Cationic and anionic (catanionic) vesicles were constructed from the mixtures of sodium laurate (SL) and alkyltrimethylammonium bromide (C(n)TAB, n = 12, 14, and 16) and were used to control the loading capacity of DNA. The binding saturation point (BSP) of DNA to catanionic vesicles increases with the chain length of cationic surfactants, which is at 1.0, 1.3 and 1.5 for CnTAB with n = 12, 14, and 16, respectively. Our measurements showed that the loading capacity and affinity of DNA can be controlled by catanionic vesicles. It increases with the chain length of cationic surfactants. Because of a large reduction in surface charge density, catanionic vesicles are prone to undergo re-aggregation or fusion with the addition of DNA. DNA molecules can still maintain original coil state during the interaction with catanionic CnTAL vesicles. H-1 NMR data reveals that the obvious dissociation of anionic ions, L-, from catanionic C(14)TAL vesicles is due to the interaction with DNA; however, this phenomenon cannot be observed in C(12)TAB-SL vesicles. Agarose gel electrophoresis (AGE) results demonstrate that the electrostatic interaction between the two oppositely charged cationic and anionic surfactants is stronger than that between DNA and cationic surfactant, C(n)TAB (n = 12, 14, and 16).

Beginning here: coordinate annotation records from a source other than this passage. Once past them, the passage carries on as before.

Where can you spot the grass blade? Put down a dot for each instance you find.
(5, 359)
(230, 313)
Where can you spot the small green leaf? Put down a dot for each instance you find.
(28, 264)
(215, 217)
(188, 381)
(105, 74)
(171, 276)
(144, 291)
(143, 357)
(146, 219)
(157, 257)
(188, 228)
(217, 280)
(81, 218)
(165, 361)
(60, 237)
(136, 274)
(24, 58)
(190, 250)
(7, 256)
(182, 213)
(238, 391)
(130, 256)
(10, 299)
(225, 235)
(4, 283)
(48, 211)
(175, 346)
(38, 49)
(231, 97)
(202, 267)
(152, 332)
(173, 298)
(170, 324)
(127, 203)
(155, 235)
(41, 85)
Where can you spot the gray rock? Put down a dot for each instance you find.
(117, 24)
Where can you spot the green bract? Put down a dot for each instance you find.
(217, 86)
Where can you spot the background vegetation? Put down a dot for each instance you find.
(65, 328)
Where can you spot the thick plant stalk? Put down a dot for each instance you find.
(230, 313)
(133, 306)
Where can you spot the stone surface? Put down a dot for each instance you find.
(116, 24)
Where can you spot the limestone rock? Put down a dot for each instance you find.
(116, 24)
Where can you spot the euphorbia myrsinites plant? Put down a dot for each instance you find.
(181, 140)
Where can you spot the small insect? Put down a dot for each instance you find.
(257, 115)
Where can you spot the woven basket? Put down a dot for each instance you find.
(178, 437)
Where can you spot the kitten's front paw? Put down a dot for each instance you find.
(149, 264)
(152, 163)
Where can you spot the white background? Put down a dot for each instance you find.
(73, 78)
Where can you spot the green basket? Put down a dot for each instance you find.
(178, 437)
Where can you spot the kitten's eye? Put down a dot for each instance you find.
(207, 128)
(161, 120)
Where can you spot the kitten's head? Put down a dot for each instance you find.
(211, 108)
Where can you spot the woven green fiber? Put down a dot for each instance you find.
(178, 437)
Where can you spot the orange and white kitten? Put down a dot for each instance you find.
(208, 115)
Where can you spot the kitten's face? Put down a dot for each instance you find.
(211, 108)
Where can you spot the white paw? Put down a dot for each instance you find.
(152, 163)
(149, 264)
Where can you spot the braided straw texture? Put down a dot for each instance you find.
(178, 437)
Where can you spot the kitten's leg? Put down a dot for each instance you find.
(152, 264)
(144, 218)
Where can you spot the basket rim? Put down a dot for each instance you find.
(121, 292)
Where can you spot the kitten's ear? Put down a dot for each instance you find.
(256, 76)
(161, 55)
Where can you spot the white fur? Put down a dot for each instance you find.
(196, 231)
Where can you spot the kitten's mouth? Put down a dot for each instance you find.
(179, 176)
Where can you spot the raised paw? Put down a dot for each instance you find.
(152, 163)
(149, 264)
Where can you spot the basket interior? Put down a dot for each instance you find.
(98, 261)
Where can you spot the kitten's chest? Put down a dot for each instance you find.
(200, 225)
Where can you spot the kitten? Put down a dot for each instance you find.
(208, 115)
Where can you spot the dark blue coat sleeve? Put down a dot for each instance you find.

Not only is the dissociation of L- simply determined by the charge competition, but it also depends largely on the variations in the surface charge density as well as the cationic and anionic surfactant competing ability in geometry configuration of catanionic vesicles. The complicated interaction between DNA and catanionic vesicles induces the deformation of cationic vesicles. Our results should provide clear guidance for choosing more proper vectors for DNA delivery and gene therapy in cell experiments.